KLIKINFOBERITA.COM,- Pemerintah Kabupaten Bengkulu Utara resmi memperkenalkan Aplikasi Sistem Informasi Lingkungan Hidup Kabupaten Bengkulu Utara (SILHARA) untuk mempercepat pengurusan dokumen perizinan lingkungan. Peluncuran dan sosialisasi aplikasi digelar di Ruang Command Center Pemkab pada Selasa pagi, 30 Juni 2026, dan dibuka secara resmi oleh Sekretaris Daerah, H. Fitriansyah, S.STP, M.M.
SILHARA hadir dengan slogan “Informasi Akurat, Lingkungan Hebat, Bengkulu Utara Maju dan Berkelanjutan.” Aplikasi ini dirancang untuk mengintegrasikan seluruh dokumen perizinan lingkungan ke dalam satu platform digital terkoneksi, meliputi dokumen Analisis Mengenai Dampak Lingkungan (AMDAL), Surat Pernyataan Pengelolaan Lingkungan (SPPL), serta hasil uji laboratorium air permukaan, limbah, dan kualitas udara.

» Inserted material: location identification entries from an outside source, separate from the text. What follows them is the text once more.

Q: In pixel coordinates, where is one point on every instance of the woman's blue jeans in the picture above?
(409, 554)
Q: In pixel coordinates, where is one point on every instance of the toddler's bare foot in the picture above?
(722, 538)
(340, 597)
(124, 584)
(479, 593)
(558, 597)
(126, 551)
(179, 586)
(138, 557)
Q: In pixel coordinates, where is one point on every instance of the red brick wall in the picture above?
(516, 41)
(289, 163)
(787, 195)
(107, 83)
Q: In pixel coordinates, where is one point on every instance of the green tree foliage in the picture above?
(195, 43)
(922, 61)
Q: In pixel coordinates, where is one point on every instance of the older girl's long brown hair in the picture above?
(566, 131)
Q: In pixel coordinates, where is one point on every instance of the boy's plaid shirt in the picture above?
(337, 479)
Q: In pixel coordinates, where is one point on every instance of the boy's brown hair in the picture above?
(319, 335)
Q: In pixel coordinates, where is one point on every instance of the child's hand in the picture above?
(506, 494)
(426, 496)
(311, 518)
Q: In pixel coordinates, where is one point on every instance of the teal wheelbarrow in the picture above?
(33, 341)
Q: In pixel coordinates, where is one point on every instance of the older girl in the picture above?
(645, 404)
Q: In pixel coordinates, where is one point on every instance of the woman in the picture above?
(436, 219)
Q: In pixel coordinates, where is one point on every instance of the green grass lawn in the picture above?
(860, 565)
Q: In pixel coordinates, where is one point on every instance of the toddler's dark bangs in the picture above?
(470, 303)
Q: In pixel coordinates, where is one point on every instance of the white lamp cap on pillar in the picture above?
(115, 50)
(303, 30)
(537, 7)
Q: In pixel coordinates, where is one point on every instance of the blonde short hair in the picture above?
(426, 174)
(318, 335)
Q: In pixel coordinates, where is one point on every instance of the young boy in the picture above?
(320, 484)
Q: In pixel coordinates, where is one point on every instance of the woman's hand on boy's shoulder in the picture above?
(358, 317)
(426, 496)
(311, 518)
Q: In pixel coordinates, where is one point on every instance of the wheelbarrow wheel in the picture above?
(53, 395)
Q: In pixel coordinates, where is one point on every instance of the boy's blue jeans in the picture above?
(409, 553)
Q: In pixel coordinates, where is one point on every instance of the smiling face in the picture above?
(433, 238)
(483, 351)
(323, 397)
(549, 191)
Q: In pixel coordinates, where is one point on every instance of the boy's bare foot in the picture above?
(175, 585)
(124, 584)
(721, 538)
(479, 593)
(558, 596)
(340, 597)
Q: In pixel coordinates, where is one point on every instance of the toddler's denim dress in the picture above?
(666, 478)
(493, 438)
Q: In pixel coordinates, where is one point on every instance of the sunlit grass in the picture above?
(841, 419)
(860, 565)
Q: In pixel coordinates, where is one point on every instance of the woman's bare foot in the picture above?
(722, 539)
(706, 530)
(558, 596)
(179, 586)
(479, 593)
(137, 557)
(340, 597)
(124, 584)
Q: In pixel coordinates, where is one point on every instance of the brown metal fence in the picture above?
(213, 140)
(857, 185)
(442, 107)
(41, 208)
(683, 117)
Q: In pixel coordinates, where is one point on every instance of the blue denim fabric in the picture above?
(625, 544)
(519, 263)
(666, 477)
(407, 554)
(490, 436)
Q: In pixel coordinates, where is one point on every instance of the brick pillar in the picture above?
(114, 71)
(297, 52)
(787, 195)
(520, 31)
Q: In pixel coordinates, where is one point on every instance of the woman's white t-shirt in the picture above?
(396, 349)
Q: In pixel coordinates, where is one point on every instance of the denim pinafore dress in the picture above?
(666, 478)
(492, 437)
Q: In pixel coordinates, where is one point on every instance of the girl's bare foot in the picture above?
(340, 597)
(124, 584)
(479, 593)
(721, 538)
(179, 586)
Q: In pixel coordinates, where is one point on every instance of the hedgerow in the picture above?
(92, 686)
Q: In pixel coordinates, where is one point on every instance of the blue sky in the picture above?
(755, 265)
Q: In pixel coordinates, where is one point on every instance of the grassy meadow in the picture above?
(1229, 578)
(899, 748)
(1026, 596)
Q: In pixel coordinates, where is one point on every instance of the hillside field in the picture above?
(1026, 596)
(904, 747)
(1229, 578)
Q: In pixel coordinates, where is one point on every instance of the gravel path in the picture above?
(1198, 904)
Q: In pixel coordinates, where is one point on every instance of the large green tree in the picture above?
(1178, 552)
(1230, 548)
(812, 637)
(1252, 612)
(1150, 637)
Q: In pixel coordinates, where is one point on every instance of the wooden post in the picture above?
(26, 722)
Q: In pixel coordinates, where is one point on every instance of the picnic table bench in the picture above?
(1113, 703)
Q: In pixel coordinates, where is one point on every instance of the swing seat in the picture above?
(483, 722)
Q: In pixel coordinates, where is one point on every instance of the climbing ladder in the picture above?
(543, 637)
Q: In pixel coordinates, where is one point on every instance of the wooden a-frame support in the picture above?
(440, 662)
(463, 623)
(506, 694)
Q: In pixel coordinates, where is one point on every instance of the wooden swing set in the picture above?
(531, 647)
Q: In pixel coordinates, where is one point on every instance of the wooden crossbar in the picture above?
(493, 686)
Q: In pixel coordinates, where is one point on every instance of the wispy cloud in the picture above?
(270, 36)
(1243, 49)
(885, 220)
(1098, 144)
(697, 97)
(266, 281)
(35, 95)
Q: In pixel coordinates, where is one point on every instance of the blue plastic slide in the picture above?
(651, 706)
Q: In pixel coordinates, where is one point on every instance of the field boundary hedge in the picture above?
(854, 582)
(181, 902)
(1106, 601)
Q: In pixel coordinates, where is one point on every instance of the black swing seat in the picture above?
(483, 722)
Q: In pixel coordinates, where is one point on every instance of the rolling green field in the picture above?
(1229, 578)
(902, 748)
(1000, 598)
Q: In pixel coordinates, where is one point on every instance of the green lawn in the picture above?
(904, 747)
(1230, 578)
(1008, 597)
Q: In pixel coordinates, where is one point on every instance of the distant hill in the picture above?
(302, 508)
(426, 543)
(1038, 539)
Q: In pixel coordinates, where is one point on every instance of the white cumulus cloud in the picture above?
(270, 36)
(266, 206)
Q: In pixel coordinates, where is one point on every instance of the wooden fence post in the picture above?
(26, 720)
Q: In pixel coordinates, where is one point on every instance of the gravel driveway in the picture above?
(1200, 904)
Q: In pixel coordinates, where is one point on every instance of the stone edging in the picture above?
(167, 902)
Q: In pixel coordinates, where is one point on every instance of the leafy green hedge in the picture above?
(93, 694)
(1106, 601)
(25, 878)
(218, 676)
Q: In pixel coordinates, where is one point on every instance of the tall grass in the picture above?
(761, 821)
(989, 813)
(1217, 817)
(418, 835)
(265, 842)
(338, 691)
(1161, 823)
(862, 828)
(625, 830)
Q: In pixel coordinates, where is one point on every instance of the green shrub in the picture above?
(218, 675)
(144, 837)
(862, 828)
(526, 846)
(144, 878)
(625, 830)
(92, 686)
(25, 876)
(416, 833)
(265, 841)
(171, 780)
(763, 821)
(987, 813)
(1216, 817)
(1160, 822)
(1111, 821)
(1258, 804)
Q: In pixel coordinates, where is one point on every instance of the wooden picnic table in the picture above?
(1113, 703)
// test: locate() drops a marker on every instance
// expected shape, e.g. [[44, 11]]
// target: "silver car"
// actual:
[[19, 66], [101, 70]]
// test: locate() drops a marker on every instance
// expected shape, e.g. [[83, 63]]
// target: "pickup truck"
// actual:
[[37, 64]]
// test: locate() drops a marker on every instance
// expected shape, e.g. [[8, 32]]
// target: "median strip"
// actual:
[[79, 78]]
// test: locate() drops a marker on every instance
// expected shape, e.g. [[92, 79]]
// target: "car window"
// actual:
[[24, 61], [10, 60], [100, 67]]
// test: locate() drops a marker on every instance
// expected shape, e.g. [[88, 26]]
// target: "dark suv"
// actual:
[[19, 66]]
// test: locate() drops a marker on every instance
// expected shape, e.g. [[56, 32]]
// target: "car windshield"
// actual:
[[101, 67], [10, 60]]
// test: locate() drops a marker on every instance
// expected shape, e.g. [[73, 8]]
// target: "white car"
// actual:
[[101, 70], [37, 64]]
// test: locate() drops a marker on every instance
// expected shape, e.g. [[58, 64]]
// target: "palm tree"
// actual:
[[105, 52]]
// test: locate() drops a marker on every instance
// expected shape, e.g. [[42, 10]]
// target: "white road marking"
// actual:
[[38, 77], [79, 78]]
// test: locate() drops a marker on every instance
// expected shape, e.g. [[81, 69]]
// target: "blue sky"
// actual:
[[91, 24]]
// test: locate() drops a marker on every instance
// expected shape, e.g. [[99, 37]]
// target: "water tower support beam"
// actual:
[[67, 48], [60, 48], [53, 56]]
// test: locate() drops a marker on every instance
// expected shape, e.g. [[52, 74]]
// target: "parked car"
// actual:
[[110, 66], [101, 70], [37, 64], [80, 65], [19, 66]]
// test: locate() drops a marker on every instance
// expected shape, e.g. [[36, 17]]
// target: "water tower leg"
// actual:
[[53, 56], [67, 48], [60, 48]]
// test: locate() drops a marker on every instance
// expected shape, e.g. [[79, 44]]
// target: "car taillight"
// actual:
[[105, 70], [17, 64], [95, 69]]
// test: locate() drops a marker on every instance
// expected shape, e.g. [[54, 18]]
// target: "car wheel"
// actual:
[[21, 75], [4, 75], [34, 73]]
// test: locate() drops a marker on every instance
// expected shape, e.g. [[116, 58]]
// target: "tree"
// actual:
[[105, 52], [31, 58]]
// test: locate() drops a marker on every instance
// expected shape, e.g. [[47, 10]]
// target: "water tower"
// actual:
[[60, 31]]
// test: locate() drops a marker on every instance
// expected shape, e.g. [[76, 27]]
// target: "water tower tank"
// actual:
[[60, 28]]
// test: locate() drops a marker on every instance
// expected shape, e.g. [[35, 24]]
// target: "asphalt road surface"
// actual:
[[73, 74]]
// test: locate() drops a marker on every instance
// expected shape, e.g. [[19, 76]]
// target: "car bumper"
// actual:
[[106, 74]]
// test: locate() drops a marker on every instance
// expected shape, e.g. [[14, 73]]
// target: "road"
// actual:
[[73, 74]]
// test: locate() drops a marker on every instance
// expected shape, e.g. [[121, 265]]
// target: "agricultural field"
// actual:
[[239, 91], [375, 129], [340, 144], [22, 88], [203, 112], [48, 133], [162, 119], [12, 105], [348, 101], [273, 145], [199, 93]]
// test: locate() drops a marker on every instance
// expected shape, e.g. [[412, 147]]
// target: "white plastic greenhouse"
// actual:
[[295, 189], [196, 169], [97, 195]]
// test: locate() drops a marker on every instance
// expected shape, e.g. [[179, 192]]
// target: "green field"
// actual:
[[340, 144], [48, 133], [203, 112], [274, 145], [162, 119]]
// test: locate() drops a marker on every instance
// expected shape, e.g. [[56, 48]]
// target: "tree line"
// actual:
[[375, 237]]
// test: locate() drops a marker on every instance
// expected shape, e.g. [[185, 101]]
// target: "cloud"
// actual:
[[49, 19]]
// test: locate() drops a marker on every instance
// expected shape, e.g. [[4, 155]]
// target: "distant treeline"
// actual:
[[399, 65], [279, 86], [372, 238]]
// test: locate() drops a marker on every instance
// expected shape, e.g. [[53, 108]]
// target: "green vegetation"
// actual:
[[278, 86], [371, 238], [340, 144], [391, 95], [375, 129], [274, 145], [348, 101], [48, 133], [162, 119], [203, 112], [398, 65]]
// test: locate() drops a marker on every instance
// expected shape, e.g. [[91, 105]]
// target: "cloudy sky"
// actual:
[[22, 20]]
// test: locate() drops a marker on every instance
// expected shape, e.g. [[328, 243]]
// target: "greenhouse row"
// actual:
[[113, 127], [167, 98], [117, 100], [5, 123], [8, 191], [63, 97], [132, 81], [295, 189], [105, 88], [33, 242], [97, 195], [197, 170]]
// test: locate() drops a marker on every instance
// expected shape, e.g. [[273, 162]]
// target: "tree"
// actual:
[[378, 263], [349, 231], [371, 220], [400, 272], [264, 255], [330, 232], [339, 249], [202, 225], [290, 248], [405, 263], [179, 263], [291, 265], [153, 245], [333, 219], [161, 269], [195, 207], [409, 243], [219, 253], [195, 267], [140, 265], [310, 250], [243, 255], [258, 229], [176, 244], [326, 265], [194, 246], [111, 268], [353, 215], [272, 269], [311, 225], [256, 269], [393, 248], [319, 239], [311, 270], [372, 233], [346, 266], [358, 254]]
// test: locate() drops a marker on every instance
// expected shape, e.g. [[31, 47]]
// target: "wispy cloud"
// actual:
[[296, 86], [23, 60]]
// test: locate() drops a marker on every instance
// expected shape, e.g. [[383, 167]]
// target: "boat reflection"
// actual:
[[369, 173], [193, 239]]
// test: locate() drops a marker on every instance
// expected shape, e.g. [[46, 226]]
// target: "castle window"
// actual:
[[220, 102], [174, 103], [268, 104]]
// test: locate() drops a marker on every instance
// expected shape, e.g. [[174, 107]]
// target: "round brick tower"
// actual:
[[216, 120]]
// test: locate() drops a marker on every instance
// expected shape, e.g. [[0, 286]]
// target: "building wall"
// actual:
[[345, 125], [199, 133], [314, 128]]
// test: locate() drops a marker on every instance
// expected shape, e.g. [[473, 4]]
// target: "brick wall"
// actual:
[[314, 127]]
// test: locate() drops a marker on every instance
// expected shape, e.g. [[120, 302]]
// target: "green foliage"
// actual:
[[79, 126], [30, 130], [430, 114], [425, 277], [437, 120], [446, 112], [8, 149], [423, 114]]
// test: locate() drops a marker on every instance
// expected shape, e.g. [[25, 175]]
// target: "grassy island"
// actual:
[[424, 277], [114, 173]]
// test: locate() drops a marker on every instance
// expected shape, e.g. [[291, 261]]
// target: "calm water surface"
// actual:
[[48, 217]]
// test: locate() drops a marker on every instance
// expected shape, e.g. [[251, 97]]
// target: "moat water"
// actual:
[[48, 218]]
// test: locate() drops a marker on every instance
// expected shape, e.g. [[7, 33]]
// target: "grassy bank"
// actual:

Sekda Fitriansyah menegaskan target percepatan layanan melalui SILHARA: semua proses perizinan lingkungan ditargetkan selesai maksimal dalam 2×24 jam setelah berkas masuk, dengan catatan persyaratan administrasi dan teknis terpenuhi. “Kita berharap semua dokumen terkait perizinan lingkungan bisa dipenuhi melalui satu aplikasi yang saling terkoneksi. Target 2×24 jam ini untuk mendorong efisiensi dan transparansi layanan kepada masyarakat dan pelaku usaha,” ujar Fitriansyah.
Kepala Dinas Lingkungan Hidup Kabupaten Bengkulu Utara menyatakan SILHARA juga memfasilitasi pemantauan kualitas lingkungan secara real time dan penyimpanan data terpusat. Dengan fitur notifikasi, pemohon dapat mengikuti status pengajuan, menerima masukan perbaikan berkas, hingga undangan pemeriksaan lapangan. Sistem ini dikembangkan untuk memperkecil peluang penyimpangan administratif dan mempercepat pengambilan keputusan teknis.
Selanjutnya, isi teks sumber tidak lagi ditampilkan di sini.